Diese kolonialen Agrarsiedlungen wurden zu dem Boden, auf dem das nationale Nahrungsmittelsystem Pakistans aufgebaut wurde. Der neue Staat folgte weiterhin dem gleichen Modell der landwirtschaftlichen Expansion, als in den 1960er Jahren neue Landwirtschaftszonen in Sindh, Belutschistan undSaraikistangeöffnet wurden. Viele sehen die Entwicklung der "nationalen Landwirtschaft" in den 1950er und 60er Jahren nach diesem Modell nach wie vor als die Maßnahme, die die anhaltende Nahrungsmittelknappheit im ganzen Land erfolgreich löste. Doch selbst die Verdoppelung der Getreideerträge in der Zeit nach der Grünen Revolution hat den meisten ländlichen und (wachsenden) städtischen, arbeitenden Armen des Landes wenig gebracht.

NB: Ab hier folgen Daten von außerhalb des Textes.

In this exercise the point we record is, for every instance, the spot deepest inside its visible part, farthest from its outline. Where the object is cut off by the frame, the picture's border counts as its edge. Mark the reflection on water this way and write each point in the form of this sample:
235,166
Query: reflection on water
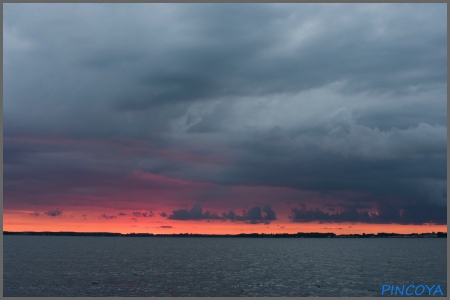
120,266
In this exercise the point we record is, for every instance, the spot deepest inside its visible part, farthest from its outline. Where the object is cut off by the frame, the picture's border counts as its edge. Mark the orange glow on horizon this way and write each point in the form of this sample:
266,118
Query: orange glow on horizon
72,221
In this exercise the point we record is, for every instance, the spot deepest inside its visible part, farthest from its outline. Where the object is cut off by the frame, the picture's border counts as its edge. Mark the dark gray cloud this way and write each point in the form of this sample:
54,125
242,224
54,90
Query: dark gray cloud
107,217
195,213
53,213
252,216
143,214
388,212
325,98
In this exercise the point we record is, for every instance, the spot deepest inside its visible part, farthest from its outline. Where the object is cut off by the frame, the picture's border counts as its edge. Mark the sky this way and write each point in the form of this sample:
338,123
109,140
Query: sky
225,118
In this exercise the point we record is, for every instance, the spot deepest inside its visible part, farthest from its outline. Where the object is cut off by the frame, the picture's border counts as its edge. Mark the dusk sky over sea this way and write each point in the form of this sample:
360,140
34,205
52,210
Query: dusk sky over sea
225,118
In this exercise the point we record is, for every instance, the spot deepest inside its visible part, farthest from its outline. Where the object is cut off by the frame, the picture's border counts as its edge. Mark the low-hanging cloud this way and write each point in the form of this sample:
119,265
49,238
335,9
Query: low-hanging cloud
53,213
252,216
107,217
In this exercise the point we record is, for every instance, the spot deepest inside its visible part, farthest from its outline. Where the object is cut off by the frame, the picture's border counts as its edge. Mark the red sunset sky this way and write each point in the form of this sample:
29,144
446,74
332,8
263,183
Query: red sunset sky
163,119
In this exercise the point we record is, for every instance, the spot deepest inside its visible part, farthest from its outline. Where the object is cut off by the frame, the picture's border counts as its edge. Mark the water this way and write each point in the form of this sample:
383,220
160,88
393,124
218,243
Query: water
43,266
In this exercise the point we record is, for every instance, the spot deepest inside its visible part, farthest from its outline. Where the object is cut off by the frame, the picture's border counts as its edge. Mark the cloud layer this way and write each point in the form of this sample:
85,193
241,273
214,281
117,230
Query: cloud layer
235,107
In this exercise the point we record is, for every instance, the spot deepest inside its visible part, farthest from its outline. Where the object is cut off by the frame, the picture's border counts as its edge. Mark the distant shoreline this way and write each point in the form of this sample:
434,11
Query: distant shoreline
242,235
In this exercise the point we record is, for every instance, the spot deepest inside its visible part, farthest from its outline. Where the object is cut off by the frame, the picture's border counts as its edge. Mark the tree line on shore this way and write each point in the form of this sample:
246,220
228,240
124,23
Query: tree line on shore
250,235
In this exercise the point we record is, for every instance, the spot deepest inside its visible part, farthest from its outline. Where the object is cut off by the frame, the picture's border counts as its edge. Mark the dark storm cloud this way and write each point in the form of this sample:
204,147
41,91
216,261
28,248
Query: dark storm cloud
389,212
143,214
53,213
107,217
252,216
315,97
195,213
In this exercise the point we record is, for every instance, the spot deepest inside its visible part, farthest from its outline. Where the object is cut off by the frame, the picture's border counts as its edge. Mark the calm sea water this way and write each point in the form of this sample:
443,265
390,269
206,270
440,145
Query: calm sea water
122,266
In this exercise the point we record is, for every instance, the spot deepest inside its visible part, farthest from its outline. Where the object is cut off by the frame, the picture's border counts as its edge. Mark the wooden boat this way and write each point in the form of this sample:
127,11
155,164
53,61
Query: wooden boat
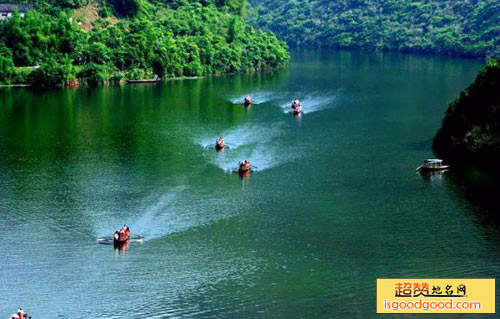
219,146
245,166
297,110
248,101
432,165
120,239
144,81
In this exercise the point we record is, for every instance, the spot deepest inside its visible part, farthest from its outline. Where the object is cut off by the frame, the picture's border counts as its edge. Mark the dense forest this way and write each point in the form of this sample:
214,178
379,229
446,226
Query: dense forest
455,27
98,41
470,134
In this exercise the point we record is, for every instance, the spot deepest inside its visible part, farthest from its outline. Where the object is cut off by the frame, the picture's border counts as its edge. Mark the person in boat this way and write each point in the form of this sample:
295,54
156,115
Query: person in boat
245,165
220,142
295,104
248,100
20,314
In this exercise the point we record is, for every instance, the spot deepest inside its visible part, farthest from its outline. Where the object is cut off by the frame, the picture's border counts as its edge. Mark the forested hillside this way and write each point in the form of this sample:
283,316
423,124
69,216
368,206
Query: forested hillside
454,27
470,133
108,40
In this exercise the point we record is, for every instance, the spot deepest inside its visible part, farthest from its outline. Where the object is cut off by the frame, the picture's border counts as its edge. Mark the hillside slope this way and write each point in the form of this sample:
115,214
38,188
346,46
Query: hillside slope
110,40
470,133
454,27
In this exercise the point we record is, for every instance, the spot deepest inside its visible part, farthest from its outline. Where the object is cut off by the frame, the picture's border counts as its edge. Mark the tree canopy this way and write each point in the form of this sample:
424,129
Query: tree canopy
99,41
454,27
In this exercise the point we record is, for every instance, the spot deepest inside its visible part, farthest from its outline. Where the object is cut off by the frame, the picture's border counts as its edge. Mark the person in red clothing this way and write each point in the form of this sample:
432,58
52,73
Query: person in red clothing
126,232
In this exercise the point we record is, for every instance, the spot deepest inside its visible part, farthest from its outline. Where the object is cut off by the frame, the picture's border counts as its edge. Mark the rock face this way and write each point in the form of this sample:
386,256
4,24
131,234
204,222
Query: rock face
470,133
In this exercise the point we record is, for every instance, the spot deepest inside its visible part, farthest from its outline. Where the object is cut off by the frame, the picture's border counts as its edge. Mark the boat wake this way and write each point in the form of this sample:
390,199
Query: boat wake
180,210
258,97
312,103
253,142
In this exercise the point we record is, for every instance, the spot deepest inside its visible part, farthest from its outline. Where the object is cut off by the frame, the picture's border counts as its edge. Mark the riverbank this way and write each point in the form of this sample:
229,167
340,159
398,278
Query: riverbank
470,132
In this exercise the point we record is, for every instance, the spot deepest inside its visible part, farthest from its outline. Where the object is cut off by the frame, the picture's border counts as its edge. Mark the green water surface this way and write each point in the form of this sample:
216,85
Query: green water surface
333,204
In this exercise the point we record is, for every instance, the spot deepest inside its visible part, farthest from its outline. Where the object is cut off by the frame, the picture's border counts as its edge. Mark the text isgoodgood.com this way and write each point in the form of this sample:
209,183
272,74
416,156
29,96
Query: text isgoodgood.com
424,305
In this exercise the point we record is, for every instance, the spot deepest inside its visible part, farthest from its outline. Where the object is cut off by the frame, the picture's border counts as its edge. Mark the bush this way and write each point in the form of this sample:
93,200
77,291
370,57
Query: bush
49,75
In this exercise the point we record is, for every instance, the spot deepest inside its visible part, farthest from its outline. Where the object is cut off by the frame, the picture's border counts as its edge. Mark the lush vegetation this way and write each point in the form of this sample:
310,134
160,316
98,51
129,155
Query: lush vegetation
470,133
455,27
109,40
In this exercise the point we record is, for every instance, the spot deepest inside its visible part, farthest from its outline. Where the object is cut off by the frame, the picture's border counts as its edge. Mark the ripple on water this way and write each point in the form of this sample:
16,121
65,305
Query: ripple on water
258,97
253,142
312,102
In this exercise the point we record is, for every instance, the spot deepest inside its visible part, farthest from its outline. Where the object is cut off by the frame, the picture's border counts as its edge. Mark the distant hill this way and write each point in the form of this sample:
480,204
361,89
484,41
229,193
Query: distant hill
470,134
96,41
454,27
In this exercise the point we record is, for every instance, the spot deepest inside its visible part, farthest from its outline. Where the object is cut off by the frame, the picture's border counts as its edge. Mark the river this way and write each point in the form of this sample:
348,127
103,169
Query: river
333,203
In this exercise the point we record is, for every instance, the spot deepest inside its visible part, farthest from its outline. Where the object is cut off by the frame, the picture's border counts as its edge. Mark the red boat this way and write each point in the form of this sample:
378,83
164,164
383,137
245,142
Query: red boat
432,165
248,101
245,166
297,110
121,237
296,104
219,144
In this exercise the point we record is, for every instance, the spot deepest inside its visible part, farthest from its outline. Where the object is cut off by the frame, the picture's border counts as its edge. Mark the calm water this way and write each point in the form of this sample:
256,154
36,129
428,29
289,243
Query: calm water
334,202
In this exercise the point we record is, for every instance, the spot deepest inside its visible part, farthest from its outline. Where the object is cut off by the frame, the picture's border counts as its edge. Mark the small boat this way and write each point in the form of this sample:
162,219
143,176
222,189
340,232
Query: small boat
297,110
154,80
248,101
432,164
119,239
244,166
219,144
296,104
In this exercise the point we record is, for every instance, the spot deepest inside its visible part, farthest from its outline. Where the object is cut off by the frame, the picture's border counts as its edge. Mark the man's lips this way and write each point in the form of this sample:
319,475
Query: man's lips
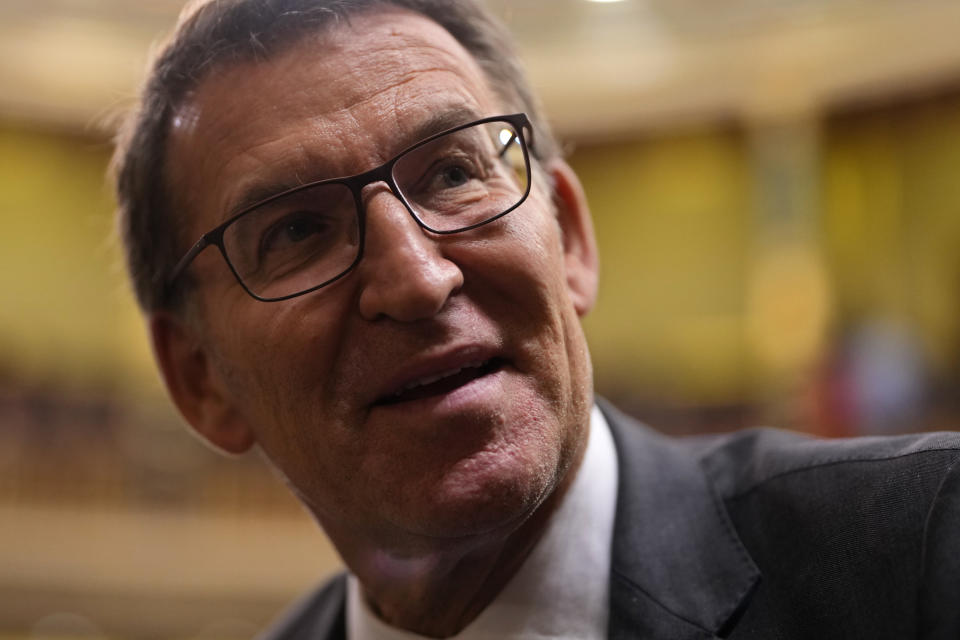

Während kleine und große Nahrungsmittelproduzenten mindestens anderthalb Jahrhunderte lang von den Agrarmärkten abhängig blieben, war die Zeit nach der Grünen Revolution durch eine bemerkenswerte Zunahme der Marktabhängigkeit für eine Reihe von landwirtschaftlichen Produktionsmitteln, darunter Saatgut, Düngemittel, Maschinen und Pestizide, gekennzeichnet. Die Grüne Revolution setzte einen Prozess der “Ent-Bäuerlichung” durch Vertreibungen und Mechanisierung in Gang, der zum Verlust von Land und der Existenzgrundlage von Millionen Menschen im ganzen Land führte. Das Resultat war die Schaffung eines großen Bevölkerungsüberschusses, der eine Krise erzeugte, die durch staatlich geförderte Massenmigration in den Golf und die Eingliederung der Armen in prekäre Beschäftigungsverhältnisse in Pakistans wachsenden städtischen Gebieten gelöst wurde. Ohnehin schon prekär lebende Bevölkerungsgruppen wurden noch weiter in die Ernährungsunsicherheit gedrängt.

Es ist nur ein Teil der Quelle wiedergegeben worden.